A Canadian diplomat describes the Commonwealth as ``a bridge'' across vast differences of race, wealth, and cultures.
The British monarch is the symbol of the Commonwealth's unity and acknowledged as its ``head.'' Yet many Commonwealth members are republics that do not give allegiance to the British Queen.
The Commonwealth has no formal or written constitution. When the heads of the 49 Commonwealth nations meet every two years, they never vote on an issue, nor do they pass resolutions. Says Sir Shridath: ``Everything must be done by agreement, acquiescence, sometimes consensus.''
Meetings of the Commonwealth receive considerable attention in the press of member nations but the news media are not allowed to attend. Heads of government meet ``in camera'' with only two advisers per prime minister or president.
A few Commonwealth member nations had to fight for their independence from Great Britain. Yet today they and the other members who obtained nationhood more peacefully are generally bound together by common ideals and interests and a shared history and political heritage.

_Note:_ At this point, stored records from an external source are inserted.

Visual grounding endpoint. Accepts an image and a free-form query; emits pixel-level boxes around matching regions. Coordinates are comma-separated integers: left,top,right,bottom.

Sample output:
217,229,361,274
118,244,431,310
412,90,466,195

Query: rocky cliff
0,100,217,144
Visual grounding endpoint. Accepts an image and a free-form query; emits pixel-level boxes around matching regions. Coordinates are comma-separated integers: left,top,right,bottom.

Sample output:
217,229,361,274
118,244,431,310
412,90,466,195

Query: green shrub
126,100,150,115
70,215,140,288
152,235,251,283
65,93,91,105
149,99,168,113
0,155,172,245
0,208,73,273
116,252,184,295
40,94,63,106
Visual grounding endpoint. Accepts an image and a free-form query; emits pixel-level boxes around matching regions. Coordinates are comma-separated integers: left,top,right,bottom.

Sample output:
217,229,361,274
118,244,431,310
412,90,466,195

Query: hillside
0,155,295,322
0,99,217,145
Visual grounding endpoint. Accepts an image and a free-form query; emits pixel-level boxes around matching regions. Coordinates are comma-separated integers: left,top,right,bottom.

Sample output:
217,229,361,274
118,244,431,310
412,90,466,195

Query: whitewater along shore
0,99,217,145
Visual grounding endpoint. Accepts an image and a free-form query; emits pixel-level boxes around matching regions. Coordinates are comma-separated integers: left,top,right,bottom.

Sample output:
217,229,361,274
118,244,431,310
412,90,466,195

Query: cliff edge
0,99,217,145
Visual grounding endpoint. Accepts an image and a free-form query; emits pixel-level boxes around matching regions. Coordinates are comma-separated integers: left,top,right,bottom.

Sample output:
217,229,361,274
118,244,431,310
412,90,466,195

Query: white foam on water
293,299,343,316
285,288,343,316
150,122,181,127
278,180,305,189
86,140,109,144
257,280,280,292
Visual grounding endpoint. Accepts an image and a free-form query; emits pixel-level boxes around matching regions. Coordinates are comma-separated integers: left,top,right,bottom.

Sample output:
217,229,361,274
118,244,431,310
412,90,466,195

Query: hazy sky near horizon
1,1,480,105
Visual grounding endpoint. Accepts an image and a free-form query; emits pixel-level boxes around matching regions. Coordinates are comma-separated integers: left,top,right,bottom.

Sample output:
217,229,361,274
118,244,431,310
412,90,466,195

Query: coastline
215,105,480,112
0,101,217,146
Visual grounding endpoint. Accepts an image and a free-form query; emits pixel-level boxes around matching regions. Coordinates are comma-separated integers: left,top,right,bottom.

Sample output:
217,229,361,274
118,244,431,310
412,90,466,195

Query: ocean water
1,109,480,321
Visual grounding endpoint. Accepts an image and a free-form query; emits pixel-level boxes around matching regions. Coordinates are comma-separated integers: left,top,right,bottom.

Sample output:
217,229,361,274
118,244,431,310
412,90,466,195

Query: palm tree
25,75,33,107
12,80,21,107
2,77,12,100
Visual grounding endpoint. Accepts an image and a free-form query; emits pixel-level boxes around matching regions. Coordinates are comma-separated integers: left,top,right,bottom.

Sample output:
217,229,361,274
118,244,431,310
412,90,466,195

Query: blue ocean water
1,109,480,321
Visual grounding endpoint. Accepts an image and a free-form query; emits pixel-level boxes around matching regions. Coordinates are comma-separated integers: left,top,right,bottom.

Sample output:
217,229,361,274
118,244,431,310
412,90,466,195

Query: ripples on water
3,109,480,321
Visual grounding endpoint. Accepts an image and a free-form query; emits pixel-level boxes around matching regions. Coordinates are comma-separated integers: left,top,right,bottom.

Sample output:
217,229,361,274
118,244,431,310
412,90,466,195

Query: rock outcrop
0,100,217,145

Today the Commonwealth embraces a third of the world's nations, roughly one-fifth of the land surface of the earth, and a total population of around 1.2 billion, or one-fourth of the human race. Its peoples belong to all the major races of mankind. They speak hundreds of different languages and dialects. Some live in extreme poverty, some in great wealth.
Their governments, too, are varied. Many are parliamentary democracies, most with two-chamber legislatures. In a great majority of member nations the rule of law prevails. But a few are authoritarian (e.g., Uganda, Ghana, and Zambia). Some members have governors-general who are representatives of the Queen. A small number have their own monarchies (Lesotho, Malaysia, Swaziland, and Tonga). Others are republics. Several are federal states (e.g., Canada, India, Malaysia, and Australia). Oth ers are unitary states (e.g., Britain and New Zealand). Sir Shridath holds that the Commonwealth achieves some of its strength from the enormous variety in its members.
The Secretariat of the Commonwealth marks its 20th anniversary this year. Its staff of under 400 is headquartered in Marlborough House, the former home of Queen Mary. The staff come from a sizeable number of member nations. One of Ramphal's deputies is from Nigeria; the second is British. One assistant is Indian, another Canadian. The Secretariat has a budget of merely about $6.5 million.
One task of the Commonwealth's Secretariat is to manage a small fund (around $25 million) for technical assistance. It supports experts helping out in developing member nations and sponsors training programs for 1,500 to 2,000 managers and technicians each year. Most of the experts come from other developing countries rather than the industrial member nations.
The Secretariat also organizes the Commonwealth meetings of government officials and encourages through a foundation the activities of around 300 other Commonwealth organizations.
``Relations of Commonwealth countries go back many years,'' says Sir Shridath. ``Out of that shared experience . . . a common colonial status, have come quite spontaneously a whole range of unofficial contacts, networks, [and] collaborations, within the Commonwealth.''
When Britain entered the European Community, many opponents charged that it would thus be turning its back on the Commonwealth.
But Sir Shridath says that perception was unfortunate and inaccurate.
He says that the Queen has helped in this regard ``because of the tremendous amount of enthusiasm that she has demonstrated for the idea of a modern commonwealth and the respect and esteem in which she is held by Commonwealth leaders.''
Queen Elizabeth II has also commanded ``tremendous affection and popular acclaim'' in visits to India and to several African nations, Sir Shridath says.
Because the Commonwealth's membership includes a large majority of poor countries, much of its attention is devoted to economic development.
The secretary-general says the International Monetary Fund is too tough in the conditions it imposes on developing countries when they seek loans when in balance-of-payments trouble.
Similarly, he holds that the World Bank should have more resources to make development loans to poor countries.